Tę męską - ometkowaną - chętnie oddam. Może na konkurs? Gdyby ktoś potrzebował nagród?
Ja swojej żeńskiej nie oddam, bo...bo mi w niej...do twarzy.
Nawiązując do skrzatowego;
W sobotę, 7 października, będzie sesja lemologiczna w ramach konferencji naukowej na Uniwersytecie Jagiellońskim Apetyt na literaturę
Ile można Lema, o Lemie (czytać). Postanowiłem odpocząć od, by uniknąć skojarzeń z innym panem co też dosadnie się nazywał, i też na eL, i swego czasu strach było otworzyć lodówkę bo mógł być i tam, zwłaszcza w okolicach października i początkach listopada.
Zatem postanowiłem zdjąć kLemy z głowy, wypożyczyłem książkę z zupełnie innej parafii "Niesamowitą Słowiańszczyznę" Marii Janion.
O, ja naiwny... Już na pierwszej stronie, w szóstym wersie czytam...
miał rację Stanisław Lem, pisząc z rozgoryczeniem pod znamiennym tytułem "Szachownica bez szachów", że nasza współczesna kultura jest "szalenie spłaszczona", cechuje ją kompletna amnezja w stosunku do przeszłości, a literatura została zepchnięta w kąt.
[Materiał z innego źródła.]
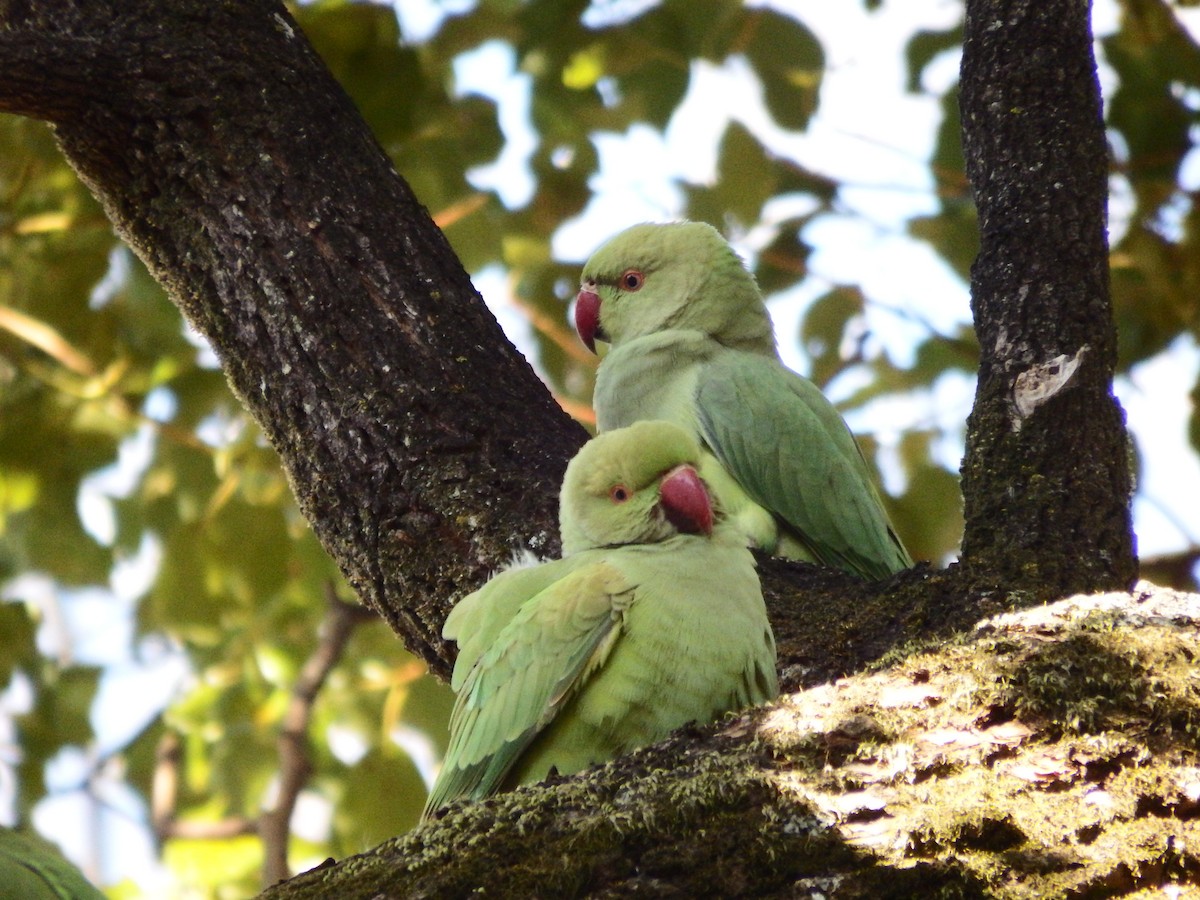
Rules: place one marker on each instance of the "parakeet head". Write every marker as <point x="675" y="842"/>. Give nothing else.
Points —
<point x="684" y="275"/>
<point x="635" y="485"/>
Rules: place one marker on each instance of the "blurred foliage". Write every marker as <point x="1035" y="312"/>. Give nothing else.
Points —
<point x="96" y="365"/>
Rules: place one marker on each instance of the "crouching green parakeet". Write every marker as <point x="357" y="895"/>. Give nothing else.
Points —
<point x="653" y="618"/>
<point x="691" y="342"/>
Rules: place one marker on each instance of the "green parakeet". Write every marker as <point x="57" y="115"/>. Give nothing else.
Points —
<point x="33" y="869"/>
<point x="691" y="342"/>
<point x="652" y="618"/>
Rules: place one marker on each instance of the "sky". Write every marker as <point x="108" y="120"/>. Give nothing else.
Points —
<point x="868" y="133"/>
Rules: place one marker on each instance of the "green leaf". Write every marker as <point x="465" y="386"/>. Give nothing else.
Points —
<point x="790" y="63"/>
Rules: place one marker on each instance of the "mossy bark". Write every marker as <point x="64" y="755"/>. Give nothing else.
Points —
<point x="1047" y="477"/>
<point x="1051" y="755"/>
<point x="423" y="448"/>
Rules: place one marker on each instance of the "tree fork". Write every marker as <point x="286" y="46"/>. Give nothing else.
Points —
<point x="1045" y="478"/>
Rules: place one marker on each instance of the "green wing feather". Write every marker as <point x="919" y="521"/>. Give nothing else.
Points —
<point x="545" y="653"/>
<point x="792" y="454"/>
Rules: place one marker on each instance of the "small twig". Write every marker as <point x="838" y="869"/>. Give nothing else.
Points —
<point x="295" y="765"/>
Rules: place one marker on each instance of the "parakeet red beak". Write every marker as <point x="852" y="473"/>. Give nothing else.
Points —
<point x="685" y="501"/>
<point x="587" y="317"/>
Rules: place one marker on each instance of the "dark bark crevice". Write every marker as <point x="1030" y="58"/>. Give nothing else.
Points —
<point x="1045" y="478"/>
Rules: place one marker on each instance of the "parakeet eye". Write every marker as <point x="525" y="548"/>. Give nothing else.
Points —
<point x="633" y="280"/>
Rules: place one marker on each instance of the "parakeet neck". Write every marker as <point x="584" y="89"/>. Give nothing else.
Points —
<point x="652" y="377"/>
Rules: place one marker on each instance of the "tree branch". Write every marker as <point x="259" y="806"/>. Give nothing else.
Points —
<point x="53" y="78"/>
<point x="1045" y="478"/>
<point x="295" y="766"/>
<point x="420" y="445"/>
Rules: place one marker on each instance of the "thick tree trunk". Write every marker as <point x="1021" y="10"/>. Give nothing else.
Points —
<point x="1047" y="478"/>
<point x="423" y="449"/>
<point x="1054" y="755"/>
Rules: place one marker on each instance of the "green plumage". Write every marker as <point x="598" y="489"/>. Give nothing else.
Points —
<point x="33" y="869"/>
<point x="641" y="629"/>
<point x="693" y="343"/>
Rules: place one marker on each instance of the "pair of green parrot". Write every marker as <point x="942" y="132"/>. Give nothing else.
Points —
<point x="654" y="616"/>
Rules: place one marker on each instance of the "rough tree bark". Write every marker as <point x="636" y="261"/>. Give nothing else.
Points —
<point x="1044" y="417"/>
<point x="423" y="448"/>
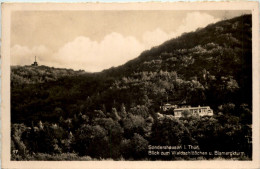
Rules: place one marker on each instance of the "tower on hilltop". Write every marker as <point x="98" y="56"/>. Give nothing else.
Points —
<point x="35" y="63"/>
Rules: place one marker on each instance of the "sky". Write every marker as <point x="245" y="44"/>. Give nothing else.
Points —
<point x="97" y="40"/>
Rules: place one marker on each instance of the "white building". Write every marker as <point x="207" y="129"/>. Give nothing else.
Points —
<point x="167" y="107"/>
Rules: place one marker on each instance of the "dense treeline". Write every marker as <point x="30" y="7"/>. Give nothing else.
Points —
<point x="122" y="135"/>
<point x="117" y="109"/>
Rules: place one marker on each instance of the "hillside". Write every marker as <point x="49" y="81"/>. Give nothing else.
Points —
<point x="39" y="74"/>
<point x="193" y="68"/>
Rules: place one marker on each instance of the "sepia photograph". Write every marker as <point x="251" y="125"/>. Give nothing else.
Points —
<point x="169" y="82"/>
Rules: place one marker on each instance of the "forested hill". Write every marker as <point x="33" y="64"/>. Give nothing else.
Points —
<point x="39" y="74"/>
<point x="219" y="48"/>
<point x="211" y="66"/>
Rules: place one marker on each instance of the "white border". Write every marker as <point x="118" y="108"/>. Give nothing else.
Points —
<point x="7" y="8"/>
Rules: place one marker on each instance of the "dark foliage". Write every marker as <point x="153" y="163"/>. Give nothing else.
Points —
<point x="113" y="114"/>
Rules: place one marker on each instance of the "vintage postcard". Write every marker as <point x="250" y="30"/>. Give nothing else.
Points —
<point x="130" y="85"/>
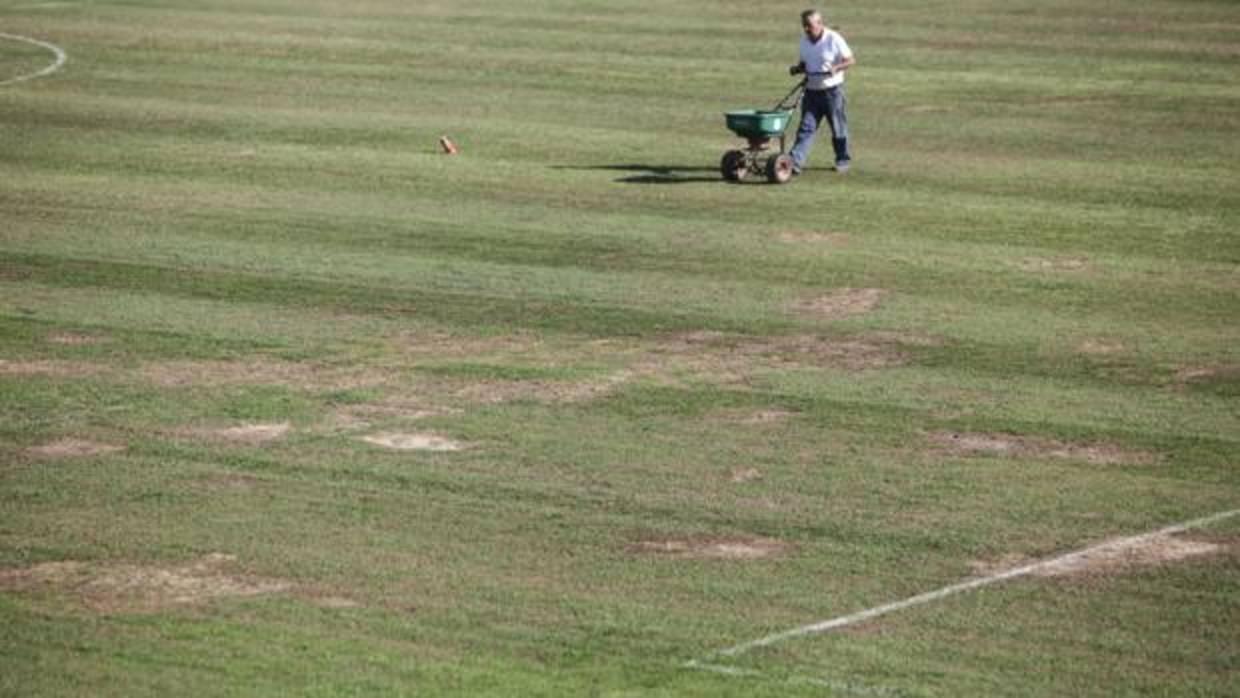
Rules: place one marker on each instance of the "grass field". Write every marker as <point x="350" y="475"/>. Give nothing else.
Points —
<point x="642" y="415"/>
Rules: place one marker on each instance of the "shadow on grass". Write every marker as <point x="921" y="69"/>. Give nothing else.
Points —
<point x="657" y="174"/>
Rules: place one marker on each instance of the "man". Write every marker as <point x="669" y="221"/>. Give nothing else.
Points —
<point x="825" y="56"/>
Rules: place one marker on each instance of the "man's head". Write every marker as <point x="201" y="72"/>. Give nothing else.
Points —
<point x="811" y="21"/>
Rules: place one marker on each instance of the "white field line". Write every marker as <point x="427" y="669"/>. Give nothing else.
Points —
<point x="852" y="619"/>
<point x="56" y="65"/>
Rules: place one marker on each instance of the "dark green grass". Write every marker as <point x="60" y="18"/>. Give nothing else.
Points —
<point x="1044" y="192"/>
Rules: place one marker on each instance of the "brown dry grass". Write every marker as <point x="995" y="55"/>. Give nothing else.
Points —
<point x="413" y="441"/>
<point x="1036" y="446"/>
<point x="52" y="367"/>
<point x="76" y="339"/>
<point x="841" y="303"/>
<point x="712" y="548"/>
<point x="259" y="372"/>
<point x="73" y="448"/>
<point x="1038" y="264"/>
<point x="251" y="434"/>
<point x="138" y="588"/>
<point x="1117" y="557"/>
<point x="823" y="238"/>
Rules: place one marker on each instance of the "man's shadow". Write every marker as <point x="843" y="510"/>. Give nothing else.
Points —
<point x="657" y="174"/>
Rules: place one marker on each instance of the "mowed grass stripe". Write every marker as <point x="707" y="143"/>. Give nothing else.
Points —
<point x="1042" y="191"/>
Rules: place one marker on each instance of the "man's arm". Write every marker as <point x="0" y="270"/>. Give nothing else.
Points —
<point x="843" y="65"/>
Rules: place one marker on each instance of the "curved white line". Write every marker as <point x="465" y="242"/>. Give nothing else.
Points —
<point x="56" y="65"/>
<point x="823" y="626"/>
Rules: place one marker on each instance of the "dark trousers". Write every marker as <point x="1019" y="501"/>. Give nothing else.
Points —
<point x="816" y="106"/>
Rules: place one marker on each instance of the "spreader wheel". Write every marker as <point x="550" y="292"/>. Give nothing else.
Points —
<point x="779" y="169"/>
<point x="733" y="166"/>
Przyznaje, że kiedyś, gdy przychodzili do niego aspiranci do twórczości literackiej, radził im by uciekali do biznesu albo informatyki. "Nie byłbym dzisiaj tak radykalny" - wyznaje. Nie ma komu podejmować "najcięższych tematów", jak sam je nazwał, jakby strach i bezwolność opanowały prawie czterdziestomilionowy kraj. To są również wyrzuty pod adresem humanistyki....Tu cały felieton
https://www.tygodnikpowszechny.pl/szachownica-bez-szachow-127242Z odpoczynku "od" zatem nici, ale z przyjemnością odnotowuję, że to, co zalinkował skrzat sugeruje jaskółkę, czyli jest jakby lepiej w temacie "H".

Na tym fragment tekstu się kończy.